The height of the wave from its highest point or peak to its zero level in any given sample or at any point along the line of the wave; the power of a sound wave expressed by the height of the sound wave in a given instance.

Think of a downtown street with a series of five buildings. The first building is one story, the second is two stories, the third is four stories, the fourth is two stories and the fifth and final building is one story tall. These buildings represent a sound wave. The street is the zero level or reference level from which the buildings are measured. Below the street level the buildings have basements. Above the street level the buildings rise a certain number of floors. The tallest building, the center building, is four stories tall. If all the five buildings in the row represent one cycle of a wave, then the amplitude would be the height of the tallest building – five stories.

Amplitude can be measured at any point along a wave at an infinite number of points (a continuous analog wave contains an infinite number of individual points).
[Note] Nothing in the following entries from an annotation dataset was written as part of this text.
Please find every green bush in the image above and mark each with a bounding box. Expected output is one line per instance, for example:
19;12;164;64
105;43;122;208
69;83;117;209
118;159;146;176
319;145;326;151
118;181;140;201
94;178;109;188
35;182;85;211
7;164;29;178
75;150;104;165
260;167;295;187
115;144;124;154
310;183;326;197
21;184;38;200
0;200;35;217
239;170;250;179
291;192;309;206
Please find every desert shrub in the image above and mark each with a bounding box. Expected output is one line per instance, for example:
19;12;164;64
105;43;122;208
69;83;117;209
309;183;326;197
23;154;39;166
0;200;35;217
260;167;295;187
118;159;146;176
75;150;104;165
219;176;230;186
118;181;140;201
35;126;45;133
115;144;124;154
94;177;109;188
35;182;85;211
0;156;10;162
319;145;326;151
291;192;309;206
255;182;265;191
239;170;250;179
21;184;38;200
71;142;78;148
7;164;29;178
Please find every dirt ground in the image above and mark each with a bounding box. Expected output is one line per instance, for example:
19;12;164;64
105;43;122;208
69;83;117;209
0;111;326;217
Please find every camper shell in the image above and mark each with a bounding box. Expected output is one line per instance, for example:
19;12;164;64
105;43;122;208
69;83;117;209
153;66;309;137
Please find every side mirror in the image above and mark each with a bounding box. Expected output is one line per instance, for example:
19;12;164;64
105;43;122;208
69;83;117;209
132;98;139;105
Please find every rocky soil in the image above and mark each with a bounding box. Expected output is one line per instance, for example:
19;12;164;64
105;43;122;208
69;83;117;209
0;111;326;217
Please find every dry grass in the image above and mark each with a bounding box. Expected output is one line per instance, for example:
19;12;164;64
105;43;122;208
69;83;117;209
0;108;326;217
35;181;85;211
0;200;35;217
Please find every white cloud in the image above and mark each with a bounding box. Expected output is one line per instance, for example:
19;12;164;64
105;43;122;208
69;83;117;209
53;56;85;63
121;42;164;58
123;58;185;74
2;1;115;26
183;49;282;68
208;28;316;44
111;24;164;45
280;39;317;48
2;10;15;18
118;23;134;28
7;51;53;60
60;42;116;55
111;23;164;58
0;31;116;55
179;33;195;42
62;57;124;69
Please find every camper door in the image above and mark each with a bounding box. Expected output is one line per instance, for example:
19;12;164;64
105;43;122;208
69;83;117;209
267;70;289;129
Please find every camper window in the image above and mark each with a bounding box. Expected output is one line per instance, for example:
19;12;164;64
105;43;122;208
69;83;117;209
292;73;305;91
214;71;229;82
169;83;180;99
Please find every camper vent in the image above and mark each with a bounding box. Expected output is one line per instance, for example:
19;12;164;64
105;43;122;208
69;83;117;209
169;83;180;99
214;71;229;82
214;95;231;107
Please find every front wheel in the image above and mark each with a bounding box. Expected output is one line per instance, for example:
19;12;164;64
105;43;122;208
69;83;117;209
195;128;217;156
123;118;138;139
The amplitude of the first building in the previous example is one. The amplitude of the second building is two, etc. The amplitude of the entire wave cycle is four – the highest point at building three.

As we increase the volume of a given musical signal (or any sound), we increase the amplitude of the sound wave. The frequency does not change with amplitude. A 2,000 Hz tone may have a very small amplitude or a very large amplitude, but it will still retain the 2,000 Hz frequency.

Frequency determines the number of cycles produced in a specified amount of time (usually one second. The frequency affects the wavelength of a given signal since in one second a signal can only travel so far. The wavelength is the distance from identical points on a two wave cycles in a series such as the horizontal distance from the peak of cycle one to the peak of cycle two. As the wavelength increases (grows longer), the frequency decreases. For instance, a 20 Hz tone (very low frequency) has a wavelength of around 56 feet, while a 20,000 Hz tone has a wavelength of around two-thirds of an inch! When a large number of cycles are squeezed into a small distance (the distance sound can travel in a single second), we get a high frequency with subsequent small wavelengths.

The amplitude does not affect a given signals frequency and thus does not affect its wavelength. Wavelength measures a signal horizontally from left to right. Amplitude measures the signal vertically up and down from a zero point. Frequency affects the tone of a sound such as being high-pitched or very low, and amplitude affects whether that tone is loud or soft.

Amplifiers increase the amplitude of a signal. As an analog audio signal comes into an amplifier, it is a low level or line level signal. The amplifier then props up this signal by an equal amount at all points across the signal. Think of taking the buildings example from earlier and adding twenty stories to each of the buildings. The frequency will still be the same and the signal will be unchanged except that the signal, the buildings, will be taller or have a greater amplitude. And with greater amplitude comes more power and thus higher sound pressure levels (it sounds louder).

Thus, frequency affects the number of cycles a signal packs into each second. The frequency in turn determines the wavelength of the cycles since waves must get smaller as more cycles are squeezed into a given space (and larger as less cycles are put into the space). Amplitude does not affect the wavelength of the frequency of the signal, but instead affects how tall the peaks (and all other points) are and how low the troughs (and all other points below the zero line) are. This change in height caused by amplitude alters the power of a signal with greater amplitude equaling more power (for instance, Mt. Everest would be much more powerful than a rolling hill).